Convert “bare Partition” To RAID1 / Mdadm?

Home » CentOS » Convert “bare Partition” To RAID1 / Mdadm?
CentOS 23 Comments

I have a large disk full of data that I’d like to upgrade to SW RAID 1
with a minimum of downtime. Taking it offline for a day or more to rsync all the files over is a non-starter. Since I’ve mounted SW RAID1 drives directly with “mount -t ext3 /dev/sdX” it would seem possible to flip the process around, perhaps change the partition type with fdisk or parted, and remount as SW RAID1?

I’m not trying to move over the O/S, just a data paritition with LOTS of data. So far, Google pounding has resulted in howtos like this one that’s otherwise quite useful, but has a big “copy all your data over”
step I’d like to skip:

http://sysadmin.compxtreme.ro/how-to-migrate-a-single-disk-linux-system-to-software-raid1/

But it would seem to me that a sequence roughly like this should work without having to recopy all the files.

1) umount /var/data;
2) parted /dev/sdX
(change type to fd – Linux RAID auto)
3) Set some volume parameters so it’s seen as a RAID1 partition
“Degraded”. (parted?)
4) ??? Insert mdadm magic here ???
5) Profit! `mount /dev/md1 /var/data`

Wondering if anybody has done anything like this before…

-Ben

23 thoughts on - Convert “bare Partition” To RAID1 / Mdadm?

  • Even if I found the magic place to change to make the drive think it was a raid member, I don’t think I would trust getting it right with my only copy of the data. Note that you don’t really have to be offline for the full duration of an rysnc to copy it. You can add another drive as a raid with a ‘missing’ member, mount it somewhere and rsync with the system live to get most of the data over. Then you can shut down all the applications that might be changing data for another rsync pass to pick up any changes – and that one should be fast.

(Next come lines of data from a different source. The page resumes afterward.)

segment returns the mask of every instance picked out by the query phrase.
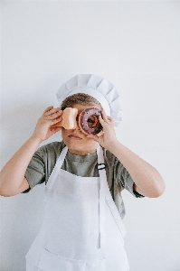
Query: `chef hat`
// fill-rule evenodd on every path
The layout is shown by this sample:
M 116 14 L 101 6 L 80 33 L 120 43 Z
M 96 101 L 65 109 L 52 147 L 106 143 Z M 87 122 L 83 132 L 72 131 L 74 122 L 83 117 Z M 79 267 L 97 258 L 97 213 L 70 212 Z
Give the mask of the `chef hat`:
M 113 118 L 115 126 L 118 126 L 122 120 L 120 98 L 111 82 L 94 74 L 78 74 L 66 81 L 57 91 L 59 105 L 61 106 L 67 97 L 77 93 L 85 93 L 95 98 L 106 114 Z

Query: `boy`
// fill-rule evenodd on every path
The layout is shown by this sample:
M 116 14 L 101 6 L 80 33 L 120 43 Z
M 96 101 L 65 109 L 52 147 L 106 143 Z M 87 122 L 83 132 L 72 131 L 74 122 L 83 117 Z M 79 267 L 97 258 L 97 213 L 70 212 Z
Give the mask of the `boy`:
M 33 136 L 1 173 L 4 196 L 46 183 L 44 221 L 26 255 L 26 270 L 128 271 L 120 192 L 126 188 L 137 197 L 158 197 L 164 182 L 154 167 L 117 140 L 114 125 L 120 120 L 120 107 L 111 83 L 78 75 L 61 87 L 57 97 L 61 108 L 43 112 Z M 103 135 L 86 136 L 79 125 L 70 130 L 52 127 L 67 107 L 78 109 L 77 119 L 89 107 L 101 110 Z M 62 142 L 35 152 L 59 130 Z

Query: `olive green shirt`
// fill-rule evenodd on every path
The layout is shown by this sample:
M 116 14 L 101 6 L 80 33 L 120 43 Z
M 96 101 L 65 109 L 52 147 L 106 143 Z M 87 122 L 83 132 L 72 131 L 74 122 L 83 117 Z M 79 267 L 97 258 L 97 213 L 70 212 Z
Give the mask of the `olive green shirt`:
M 24 192 L 28 192 L 36 184 L 47 183 L 56 161 L 64 147 L 63 141 L 52 142 L 43 145 L 34 153 L 25 173 L 25 178 L 30 188 Z M 127 189 L 137 198 L 143 196 L 133 191 L 134 182 L 119 160 L 104 148 L 103 153 L 108 184 L 118 212 L 121 218 L 124 218 L 125 207 L 121 197 L 122 190 Z M 81 177 L 99 177 L 97 164 L 97 153 L 81 156 L 68 152 L 62 169 Z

Then move the raid to the real mount point and either (safer)
    swap a new disk, keeping the old one as a backup or (more dangerous)
    change the partition type on the original and add it into the raid set and let the data sync up.

  • I would, of course, have backups. And the machine being upgraded is one of several redundant file stores, so the risk is near zero of actual data loss even if it should not work. :)

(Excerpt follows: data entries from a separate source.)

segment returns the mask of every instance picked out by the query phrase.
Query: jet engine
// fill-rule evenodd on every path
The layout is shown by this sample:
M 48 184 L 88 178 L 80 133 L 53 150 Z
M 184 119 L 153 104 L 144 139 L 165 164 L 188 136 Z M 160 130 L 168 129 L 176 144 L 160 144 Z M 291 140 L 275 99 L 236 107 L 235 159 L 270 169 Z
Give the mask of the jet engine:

    And I’ve done what you suggest: rsync “online”, take apps offline, rsync, swap, and bring it all back up. But the data set in question is about 100 million small files (PDFs) and even an rsync -van takes a day or more, downtime I’d like to avoid. A sibling data store is running LVM2 so the upgrade without downtime is underway, another sibling is using ZFS which breezed right through the upgrade so fast I wasn’t sure it had even worked!

    So… is it possible to convert an EXT4 partition to a RAID1 partition without having to copy the files over?

  • For data partitions a lot of the stuff is not applicable.

    With respect to the madam steps, creating degraded arrays, filesystem on those degraded arrays and then copy over the data etc. is spot on IMO.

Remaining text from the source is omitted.